Pour peu que l’on prenne un peu de distance, ce questionnement correspond très précisément à celui de la philosophie sociale, dont Axel Honneth a récemment rappelé les traits distinctifs (La Société du mépris, 2006). Cette tradition qui va de Rousseau à Habermas se singularise de la philosophie politique et de la philosophie morale, en rapportant systématiquement les critères de la « vie bonne » aux conditions sociales effectives. Dans sa quête de réalisation de soi, l’individu trouve-t-il dans les sociétés modernes un terrain propice ou y rencontre-t-il des limites structurelles qui entravent ses aspirations ? Autrement dit, ces sociétés ont-elles accouché de « pathologies sociales » qui contrarient les potentialités émancipatrices qu’elles recèlent ? C’est avec un questionnement de ce genre que des figures majeures de la philosophie sociale comme Karl Marx et Hannah Arendt ont abordé la question du travail.
Le sens du travail
Pour le premier, le travail constitue le vecteur privilégié de la réalisation de soi. L’image du travailleur est celle de l’Homo faber, l’homme qui maîtrise la nature et matérialise ses efforts dans la fabrication d’objets. Marx pose cependant une condition : les hommes ne peuvent se réaliser dans leur travail que dans la mesure où ils s’y autodéterminent. Or cette condition n’est pas réunie dans le capitalisme, puisque celui-ci prive les travailleurs de la maîtrise de leur travail, en les subordonnant au propriétaire des moyens de production, le capitaliste. Niant les besoins essentiels de l’homme, le capitalisme donne lieu, aux yeux de Marx, à une pathologie sociale, l’aliénation, par laquelle les hommes se voient dépossédés du sens de leur travail (Manuscrits de 1844).
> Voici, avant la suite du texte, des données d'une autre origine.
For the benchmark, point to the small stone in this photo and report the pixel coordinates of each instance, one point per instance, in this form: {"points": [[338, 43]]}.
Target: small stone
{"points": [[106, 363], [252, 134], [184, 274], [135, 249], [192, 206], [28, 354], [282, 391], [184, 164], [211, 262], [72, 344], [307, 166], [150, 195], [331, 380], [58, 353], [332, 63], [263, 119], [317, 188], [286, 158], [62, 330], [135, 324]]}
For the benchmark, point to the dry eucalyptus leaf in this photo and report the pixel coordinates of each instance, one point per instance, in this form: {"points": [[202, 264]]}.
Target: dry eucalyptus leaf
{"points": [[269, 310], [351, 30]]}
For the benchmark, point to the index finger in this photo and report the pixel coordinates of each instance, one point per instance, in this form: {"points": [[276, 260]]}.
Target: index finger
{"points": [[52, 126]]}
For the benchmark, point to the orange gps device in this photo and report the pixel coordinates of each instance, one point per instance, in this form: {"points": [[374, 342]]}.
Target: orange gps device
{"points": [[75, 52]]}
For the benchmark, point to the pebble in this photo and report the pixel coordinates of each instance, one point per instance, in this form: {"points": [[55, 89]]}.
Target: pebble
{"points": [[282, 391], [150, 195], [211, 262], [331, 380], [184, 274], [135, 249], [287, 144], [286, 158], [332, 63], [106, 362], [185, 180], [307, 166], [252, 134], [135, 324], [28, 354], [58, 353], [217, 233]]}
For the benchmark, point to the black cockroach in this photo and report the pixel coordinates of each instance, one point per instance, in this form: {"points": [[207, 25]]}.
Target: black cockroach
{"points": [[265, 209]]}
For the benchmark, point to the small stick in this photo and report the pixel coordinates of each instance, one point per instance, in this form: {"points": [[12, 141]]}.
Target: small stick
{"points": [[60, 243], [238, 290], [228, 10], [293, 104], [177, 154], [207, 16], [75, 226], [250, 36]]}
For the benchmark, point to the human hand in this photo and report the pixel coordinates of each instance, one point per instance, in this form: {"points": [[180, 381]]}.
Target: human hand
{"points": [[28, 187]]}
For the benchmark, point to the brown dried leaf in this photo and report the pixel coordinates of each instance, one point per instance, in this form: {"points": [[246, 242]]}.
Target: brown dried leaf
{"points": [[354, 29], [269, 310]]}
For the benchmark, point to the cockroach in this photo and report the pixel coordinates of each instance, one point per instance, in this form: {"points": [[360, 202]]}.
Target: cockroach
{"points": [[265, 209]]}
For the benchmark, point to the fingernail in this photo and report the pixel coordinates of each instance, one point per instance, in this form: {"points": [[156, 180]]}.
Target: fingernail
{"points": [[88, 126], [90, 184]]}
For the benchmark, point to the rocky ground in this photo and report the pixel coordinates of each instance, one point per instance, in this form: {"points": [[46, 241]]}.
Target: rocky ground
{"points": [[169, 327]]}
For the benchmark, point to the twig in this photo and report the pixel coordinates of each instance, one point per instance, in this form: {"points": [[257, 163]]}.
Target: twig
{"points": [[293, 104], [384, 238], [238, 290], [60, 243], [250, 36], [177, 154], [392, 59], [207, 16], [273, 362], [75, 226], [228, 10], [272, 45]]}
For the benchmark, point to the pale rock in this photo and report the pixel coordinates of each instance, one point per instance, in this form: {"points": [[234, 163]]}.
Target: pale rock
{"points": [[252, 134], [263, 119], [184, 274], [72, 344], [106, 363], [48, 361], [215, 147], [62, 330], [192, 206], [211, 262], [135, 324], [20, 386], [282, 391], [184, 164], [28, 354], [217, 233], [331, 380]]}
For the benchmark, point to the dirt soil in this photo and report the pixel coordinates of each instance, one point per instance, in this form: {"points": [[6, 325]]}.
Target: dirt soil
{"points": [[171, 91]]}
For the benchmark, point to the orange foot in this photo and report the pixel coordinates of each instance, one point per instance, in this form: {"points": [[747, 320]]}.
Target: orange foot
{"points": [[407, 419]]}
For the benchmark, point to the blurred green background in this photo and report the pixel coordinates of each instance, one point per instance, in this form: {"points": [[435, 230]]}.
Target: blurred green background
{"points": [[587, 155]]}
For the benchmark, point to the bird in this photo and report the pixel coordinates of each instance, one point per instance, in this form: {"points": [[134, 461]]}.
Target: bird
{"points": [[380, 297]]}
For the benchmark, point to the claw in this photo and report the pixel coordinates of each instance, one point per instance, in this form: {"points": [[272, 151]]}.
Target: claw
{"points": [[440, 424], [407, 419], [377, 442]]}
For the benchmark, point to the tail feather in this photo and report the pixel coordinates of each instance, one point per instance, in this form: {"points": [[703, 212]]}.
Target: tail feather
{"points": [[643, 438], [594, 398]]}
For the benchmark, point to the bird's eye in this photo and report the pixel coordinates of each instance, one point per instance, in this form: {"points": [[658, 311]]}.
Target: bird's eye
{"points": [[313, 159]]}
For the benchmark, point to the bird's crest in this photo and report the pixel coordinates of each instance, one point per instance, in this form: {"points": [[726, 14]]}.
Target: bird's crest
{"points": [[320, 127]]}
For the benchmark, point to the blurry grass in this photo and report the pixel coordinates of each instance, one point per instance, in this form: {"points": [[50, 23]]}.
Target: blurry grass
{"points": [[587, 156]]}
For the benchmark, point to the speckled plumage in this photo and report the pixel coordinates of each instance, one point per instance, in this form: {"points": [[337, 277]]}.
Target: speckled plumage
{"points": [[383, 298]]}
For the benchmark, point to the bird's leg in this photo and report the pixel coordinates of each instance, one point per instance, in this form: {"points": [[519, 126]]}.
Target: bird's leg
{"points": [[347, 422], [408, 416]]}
Cette analyse comporte, aux yeux d’Hannah Arendt, un défaut majeur, celui d’identifier l’action humaine, la praxis, au seul travail (Condition de l’homme moderne, 1958). Or, pour la philosophe allemande, ce dernier constitue le degré le plus bas de la vita activa. Enfermé dans la sphère de la nécessité, assurant la simple reproduction biologique de la vie humaine, le travail ne peut être porteur de sens. À l’image du balayeur qui nettoie tous les matins la même rue, il ne saurait constituer un vecteur d’expression de soi. Il en va autrement de l’œuvre, registre d’activité par lequel l’individu produit un objet destiné à lui survivre, à laisser une trace dans le monde – on retrouve ici l’Homo faber de Marx. Pour H. Arendt, l’individu n’accède cependant à ce qui fait l’essence de la vie humaine que lorsqu’il s’inscrit dans l’action : c’est lorsqu’il intervient dans l’espace public, celui de la politique, que l’homme révèle sa singularité et accomplit sa liberté.